Updated: Feb 18
29And people will come from all over the world—from east and west, north and south—to take their places in the Kingdom of God. 30And note this: Some who seem least important now will be the greatest then, and some who are the greatest now will be least important then.
I enjoy watching sports and if it’s not my team, I often root for the underdog. In fact, I’m unsupportive of teams who somehow stack themselves with the best players while dominating over those who seem inferior. I think to myself, “It’s just not fair!”
The Jews thought that they would exclusively be invited to the great Messianic banquet. And a Gentile (all others) may have felt like being on that inferior team with no opportunity to be saved.
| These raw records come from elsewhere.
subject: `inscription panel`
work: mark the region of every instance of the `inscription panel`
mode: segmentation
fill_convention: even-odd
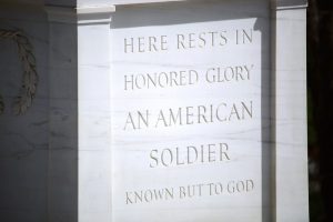
[[[118,8],[110,78],[114,221],[263,220],[266,4]]]

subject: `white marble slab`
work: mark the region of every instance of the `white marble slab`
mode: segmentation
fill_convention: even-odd
[[[114,221],[263,220],[268,8],[264,1],[118,8]]]

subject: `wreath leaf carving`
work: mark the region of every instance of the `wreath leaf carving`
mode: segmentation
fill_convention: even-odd
[[[29,39],[19,30],[0,30],[0,39],[13,40],[19,50],[19,58],[23,65],[20,94],[13,102],[13,113],[23,114],[31,107],[36,97],[38,85],[38,73],[36,70],[36,58]],[[0,114],[3,113],[4,103],[0,97]]]

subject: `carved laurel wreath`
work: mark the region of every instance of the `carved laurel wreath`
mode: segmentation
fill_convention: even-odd
[[[36,71],[36,58],[32,52],[32,46],[22,31],[0,30],[0,39],[13,40],[19,49],[19,58],[23,64],[23,74],[20,94],[13,102],[13,113],[17,115],[23,114],[31,107],[38,85],[38,73]],[[3,111],[4,102],[0,95],[0,114]]]

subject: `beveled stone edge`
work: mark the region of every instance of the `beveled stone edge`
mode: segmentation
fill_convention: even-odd
[[[48,19],[51,22],[58,23],[110,23],[111,14],[115,12],[115,6],[87,6],[87,7],[59,7],[46,6]]]

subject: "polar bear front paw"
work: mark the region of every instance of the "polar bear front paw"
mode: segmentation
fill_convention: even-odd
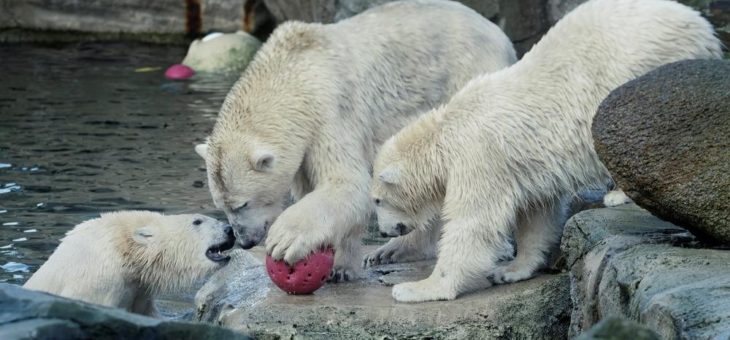
[[[456,298],[456,293],[428,278],[393,286],[393,298],[399,302],[453,300]]]
[[[320,236],[322,230],[313,227],[316,224],[287,223],[282,217],[276,220],[266,238],[266,251],[274,260],[284,259],[286,263],[294,264],[329,244]]]

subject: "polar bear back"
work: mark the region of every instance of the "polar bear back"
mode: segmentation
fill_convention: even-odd
[[[122,232],[102,218],[85,221],[61,240],[48,260],[25,283],[33,290],[102,305],[122,299],[110,291],[127,285],[115,239]],[[93,254],[93,256],[91,256]]]

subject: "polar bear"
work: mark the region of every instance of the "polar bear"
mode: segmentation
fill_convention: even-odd
[[[720,55],[710,24],[684,5],[589,1],[515,65],[475,78],[390,138],[373,169],[380,230],[428,239],[427,222],[445,221],[432,274],[394,286],[393,297],[450,300],[490,276],[533,276],[559,243],[561,199],[610,181],[591,136],[601,100],[660,65]],[[516,257],[499,265],[512,235]]]
[[[357,276],[379,146],[469,79],[515,60],[496,25],[449,1],[396,1],[329,25],[285,23],[195,148],[213,202],[243,248],[266,238],[269,254],[294,263],[328,245],[332,281]],[[284,210],[290,194],[296,202]]]
[[[157,316],[154,297],[221,268],[232,228],[196,214],[120,211],[83,222],[24,287]]]

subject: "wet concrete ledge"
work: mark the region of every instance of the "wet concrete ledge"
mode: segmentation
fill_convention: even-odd
[[[198,293],[198,318],[262,339],[567,337],[567,274],[492,287],[456,301],[404,304],[393,300],[390,286],[426,277],[432,261],[379,266],[363,280],[292,296],[268,280],[262,257],[261,250],[237,252]]]

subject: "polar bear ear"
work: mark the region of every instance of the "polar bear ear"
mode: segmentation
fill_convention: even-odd
[[[378,179],[383,183],[398,184],[400,179],[400,169],[395,165],[391,165],[383,169],[383,171],[378,174]]]
[[[197,152],[200,157],[203,157],[203,159],[206,159],[206,157],[208,157],[208,144],[203,143],[196,145],[195,152]]]
[[[257,149],[251,154],[251,166],[256,171],[269,171],[274,166],[276,156],[266,149]]]
[[[132,239],[139,244],[147,244],[150,242],[153,236],[155,236],[155,234],[152,231],[152,228],[142,227],[134,231],[134,234],[132,234]]]

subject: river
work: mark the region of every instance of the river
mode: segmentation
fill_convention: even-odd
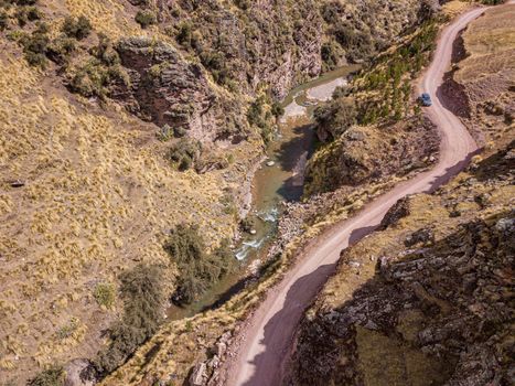
[[[280,118],[275,141],[267,149],[267,159],[253,180],[253,210],[255,234],[246,234],[237,248],[236,269],[215,285],[199,301],[187,307],[169,308],[169,320],[192,317],[216,308],[245,286],[249,267],[266,257],[273,240],[281,212],[281,202],[298,201],[303,192],[305,162],[314,148],[312,111],[331,99],[336,87],[346,84],[348,75],[360,67],[345,66],[323,74],[316,79],[293,88],[282,101],[285,115]]]

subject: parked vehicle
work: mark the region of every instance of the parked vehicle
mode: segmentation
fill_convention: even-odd
[[[426,107],[429,107],[432,105],[431,96],[428,93],[423,93],[422,95],[420,95],[418,100],[420,101],[422,106],[426,106]]]

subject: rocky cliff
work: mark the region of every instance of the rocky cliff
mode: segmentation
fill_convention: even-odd
[[[466,55],[457,55],[450,75],[483,154],[434,194],[399,202],[380,232],[342,253],[298,330],[287,384],[511,384],[513,90],[501,79],[513,78],[505,57],[513,57],[514,10],[470,24]],[[501,34],[507,39],[498,42]],[[472,79],[483,71],[479,86]]]
[[[415,0],[0,1],[0,383],[44,369],[58,378],[54,365],[88,364],[130,335],[114,355],[125,361],[164,312],[151,308],[155,320],[139,329],[126,274],[159,266],[169,296],[180,275],[162,248],[171,228],[199,226],[212,249],[236,232],[262,152],[248,106],[260,96],[268,111],[322,68],[369,58],[420,10]],[[189,347],[158,371],[179,366],[185,378]]]

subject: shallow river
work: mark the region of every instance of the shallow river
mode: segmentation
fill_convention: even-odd
[[[239,264],[235,271],[214,286],[197,302],[185,308],[172,305],[169,320],[189,318],[225,302],[245,286],[248,268],[265,257],[273,239],[280,216],[281,202],[298,201],[303,191],[304,165],[314,146],[311,115],[323,101],[331,99],[334,89],[358,66],[345,66],[293,88],[285,98],[285,115],[279,122],[276,140],[267,150],[268,159],[253,181],[255,235],[245,235],[236,250]]]

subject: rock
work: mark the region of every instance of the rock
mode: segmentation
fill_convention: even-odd
[[[218,357],[223,357],[226,351],[227,351],[227,344],[223,342],[216,343],[216,355],[218,355]]]
[[[208,362],[207,362],[207,368],[213,369],[213,368],[218,368],[219,366],[219,357],[218,355],[213,356]]]
[[[11,187],[22,187],[22,186],[25,186],[25,181],[22,181],[22,180],[11,181]]]
[[[411,246],[414,246],[416,244],[419,244],[419,243],[427,244],[427,243],[433,242],[433,240],[434,240],[434,235],[433,235],[432,230],[429,229],[429,228],[421,228],[421,229],[418,229],[418,230],[414,232],[408,237],[406,237],[406,240],[404,242],[404,244],[407,247],[411,247]]]
[[[386,229],[387,227],[395,225],[403,217],[409,215],[409,197],[403,197],[391,206],[386,215],[380,221],[379,228]]]
[[[132,36],[122,39],[117,52],[131,86],[120,85],[114,98],[129,111],[202,142],[214,141],[225,130],[216,122],[221,100],[201,67],[184,61],[172,45]]]
[[[207,368],[204,362],[199,363],[190,376],[191,386],[205,386],[207,384]]]
[[[64,366],[66,378],[64,386],[93,386],[96,379],[93,376],[93,369],[87,360],[73,360]]]

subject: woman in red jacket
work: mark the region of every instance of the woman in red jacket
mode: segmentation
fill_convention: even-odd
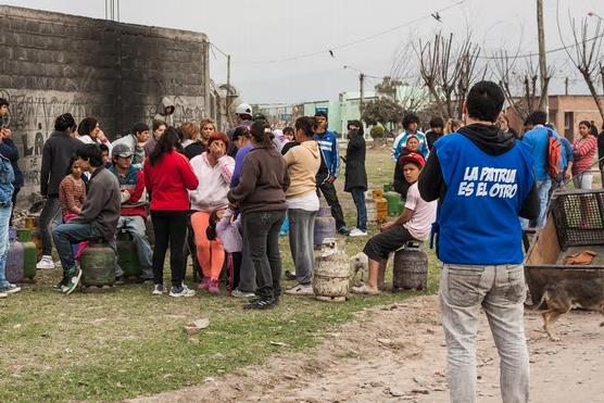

But least expected by the Jews, Jesus envisioned in verse 29 that people from all regions, walks, ethnicities, and social statuses would be present at the wedding banquet when He reunites with His bride (God’s people).
And many will be surprised as those who were prominent in this world could be humbled, while those whom no one noticed may be princes in the world to come. God is no respecter of earthly titles, rankings or reputations. As far as He is concerned, we are all on the same playing field and have an equal opportunity to attain greatness in heaven. And it is not who we are, but who Christ is in us that matters. It is not necessarily how hard we work as it is the heart which we work with, a heart who loves God and is willing to live completely for Him.
I have the title and position of a pastor, and although it comes with earthly responsibilities, in God’s Kingdom, it is not in any way an exclusive path to greatness. As John the Baptist concedes in John 3:30, “He must become greater; I must become less.” Spurgeon says that "the last shall be first" is a reflection of grace. While "the first shall be last" is a reflection of sin. Thank you Lord that you are an “Equal Opportunity Savior.”